ECKE 8

ECKE 8

Allgemeines
Name unbekannt
Fischereikennzeichen ECKE 181
später ECKE 8
Unterscheidungssignal LRQP
ab 1934: DDMP
Eigner Fritz Jakobsen
Hans Jarck & Genossen
Christian Mahrt
Johann Vosgerau
Typ Motorkutter
Baujahr 1921
Bauwerft Siegfried-Werft, Eckernförde
Bauart Holz, geklinkert, Spitzgatter
Status 1972 nach Dänemark verkauft
Technische Daten
Länge 13,00 m
später 13,20 m
Vermessung 12,6 BRT / 3,6 NRT
später 13 BRT / 3,64 NRT
Maschine Callesen, 24 PS
später 25 PS
Neufeld & Kuhnke-Glühkopfmotor, 35 PS
Besatzung 3 Mann

ECKE 8

Geschichte

Dieser Kutter wurde 1921 auf der Siegfried-Werft in Eckernförde gebaut. Es handelte sich um einen geklinkerten Spitzgatter aus Holz.

Das Fahrzeug führte zunächst das Fischereikennzeichen ECKE 181. Als Eigner werden in den Quellen unter anderem Fritz Jakobsen, Hans Jarck & Genossen sowie später Christian Mahrt genannt. Zu den Genossen gehörten August Kruse, Christian Neumann, Martin Kruse, Franz Kruse und Christian Föh.

In den Jahren 1938/39 erscheint der Kutter als Motorkutter mit 35 PS unter Christian Mahrt. Nach Gröner wird außerdem Johann Vosgerau genannt.

Am 12. August 1940 wurde das Fahrzeug für das Unternehmen Seelöwe von der Kriegsmarine erfasst. Später gehörte der Kutter zur Motorboot-Abteilung Amsterdam. Weitere Nachweise nennen 1943 Einsätze als Nebelträger in Norwegen beziehungsweise Stettin.

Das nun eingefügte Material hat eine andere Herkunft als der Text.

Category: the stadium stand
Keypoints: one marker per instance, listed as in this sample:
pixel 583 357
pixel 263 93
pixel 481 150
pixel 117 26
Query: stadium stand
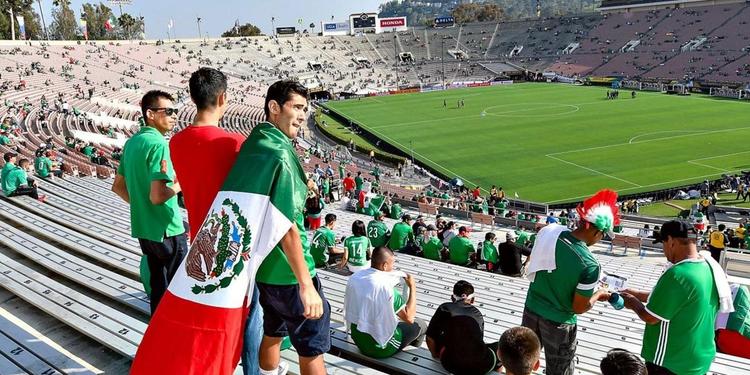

Am 13. Juli 1945 wurde das Schiff zurückgegeben. Danach wurde das Fischereikennzeichen auf ECKE 8 umgeschrieben.

1953 war der Kutter noch vorhanden. Nach Angaben von Bernd Gradlowski wurde er 1972 nach Dänemark verkauft.

ECKE 8, ehemals ECKE 181 von Johannes Vosgerau. Rechts liegt SÖTE DEERN aus dem Betrieb Karl Rehbehn. Foto: Heimatgemeinschaft Eckernförde.